The most persistent critic of the program the National Institutes
of Health has laid out for developing an HIV vaccine was given
the spotlight on February 5 at the premier meeting on HIV
science, the 15th Conference on Retroviruses and Opportunistic
Infections, taking place this week in Boston.
"The fundamental question is whether an effective vaccine against
HIV-1 is feasible at the current time," said Ronald Desrosiers,
director of the New England Primate Research Center at Harvard
University. After reviewing the evidence, his answer was a
resounding no.
"First and foremost we need to remember the defining hallmark of
AIDS: HIV is the undisputed champion of persistent viral
replication ... Not only is the natural immune response unable to
control the virus and stop this continuous replication, it is not
even able to protect against superinfection by different strains
of HIV."
HIV mutates rapidly and has a huge genetic diversity. Desrosiers
used a scattergram developed by others to illustrate the point.

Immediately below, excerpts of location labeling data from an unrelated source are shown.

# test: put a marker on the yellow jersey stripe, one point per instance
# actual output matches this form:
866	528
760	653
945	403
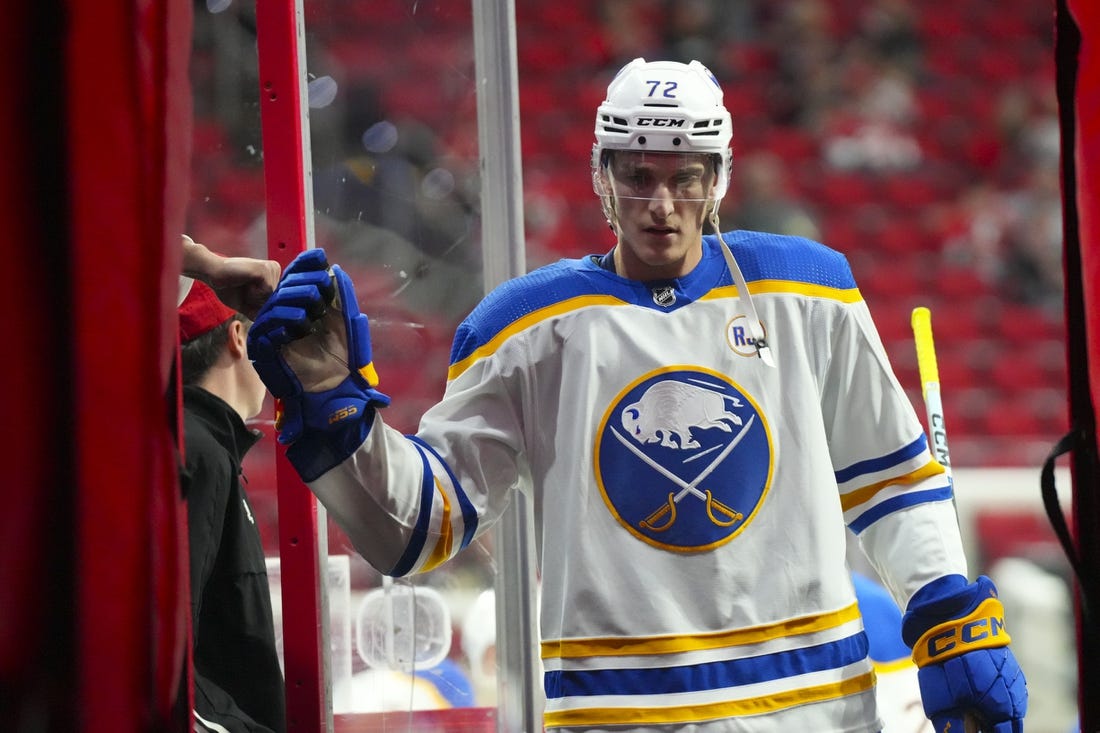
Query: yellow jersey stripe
674	714
860	495
443	544
629	646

It visually compared the genetic diversity of the flu - a virus
that changes so rapidly that a new version of the protective
vaccine must be developed each year - and HIV.
If the flu worldwide has a diversity the size of the nail on your
little finger, the genetic diversity of the HIV infecting a
single patient is the size of the nail on a larger finger, maybe
even your thumb. And the genetic diversity of all of the HIV
circulating throughout the world is about the size of your fist.

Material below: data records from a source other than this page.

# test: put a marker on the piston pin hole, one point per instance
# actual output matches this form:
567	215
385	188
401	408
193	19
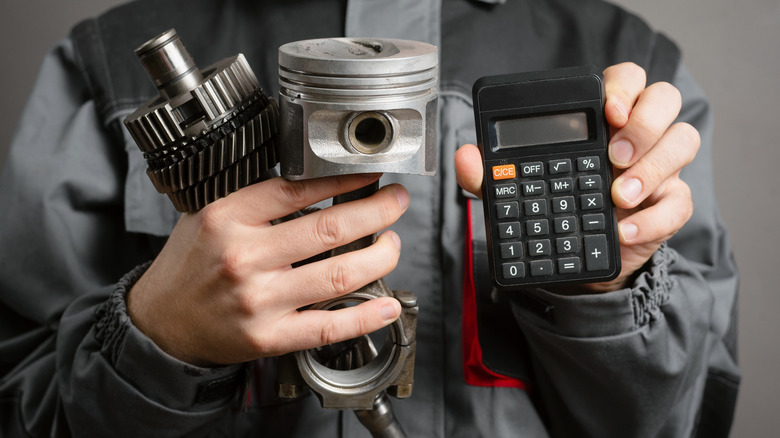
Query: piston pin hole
370	132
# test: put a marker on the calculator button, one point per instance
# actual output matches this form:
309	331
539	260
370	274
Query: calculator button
504	191
537	227
531	169
511	250
539	247
564	204
588	164
593	222
562	185
567	245
590	182
505	171
596	253
569	265
509	230
593	201
513	270
541	268
535	207
559	166
566	224
507	210
533	188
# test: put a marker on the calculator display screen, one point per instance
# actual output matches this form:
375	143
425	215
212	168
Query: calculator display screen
538	130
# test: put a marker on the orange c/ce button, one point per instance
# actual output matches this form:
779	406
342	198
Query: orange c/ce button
506	171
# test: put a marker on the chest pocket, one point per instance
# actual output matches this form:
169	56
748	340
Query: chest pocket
494	351
146	210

The shell of the virus is coated with carbohydrates that block
antibodies from binding to it; it produces proteins that
neutralize immune responses; and all the while it is destroying
CD4 cells. The human immune system can cope with some of this but
"HIV is constantly spitting out [genetic] sequence variations"
and the body can't defend against them all, Desrosiers said.
"None of this should be news to people in this room. But
sometimes, I think that many forget, or choose to overlook, how
daunting the task of a vaccine really is," Desrosiers added.
"We're batting 0 for 3 in the efficacy trials in human. We don't
know how to elicit antibodies with broadly neutralizing activity.
We don't know how to deal with the enormous sequence diversity
present in the virus. And we don't know what constitutes immune
protection," he said.
All of the other HIV vaccine candidates currently in the
development pipeline depend upon the same general approach as the
failed vaccines. He said there is no need for further human
trials of that "me, too" approach.
Desrosiers lamented the sums of money being spent by NIH "to
manufacture and test products with little reasonable hope of
efficacy" - so far $189 million on phase 1-2-3 trials and more on
product development and manufacturing - that could have been
spent on basic research. And he warned that continued failure
runs the risk of funder fatigue and volunteer backlash.
He asked if NIH "has lost its way" in picking up the slack for a
pharmaceutical industry that largely has not been interested in
HIV vaccine development. He answered affirmatively. "Pharma has
gauged that given the current state of knowledge, a vaccine for
HIV is not scientifically feasible at this time to warrant the
dollars to develop one."
But he was encouraged by "some indications that NIH is ready to
change the 'products in the pipeline philosophy' that has largely
driven HIV vaccine development." A summit is being planned for
this spring, perhaps as early as March, as part of that process.
Desrosiers said the NIH should return to its primary focus of
funding basic research. He urged focusing on broadly neutralizing
antibodies; more aggressive pursuit of novel vaccine concepts;
identifying what constitutes effective immune response in monkeys
and human long term slow progressors; and "comparative
head-to-head testing in rhesus monkeys for protective efficacy."
Desrosiers has raised many of these points at various meetings
over the years, including at a smaller session of CROI when it
met four years ago in San Francisco. The number of people coming
around to his views has increased dramatically since last
September when the Merck vaccine trial was stopped because more
people who received the vaccine became infected with HIV than
those who got a placebo.
At a news conference later that day, CROI co-chair John Mellors
said, "The path forward is not clear. I think there is agreement
on that. Anybody who talks about a timeline for a vaccine is
being silly and uninformed. It will require an incremental
process of knowledge, and experimentation, and testing of ideas."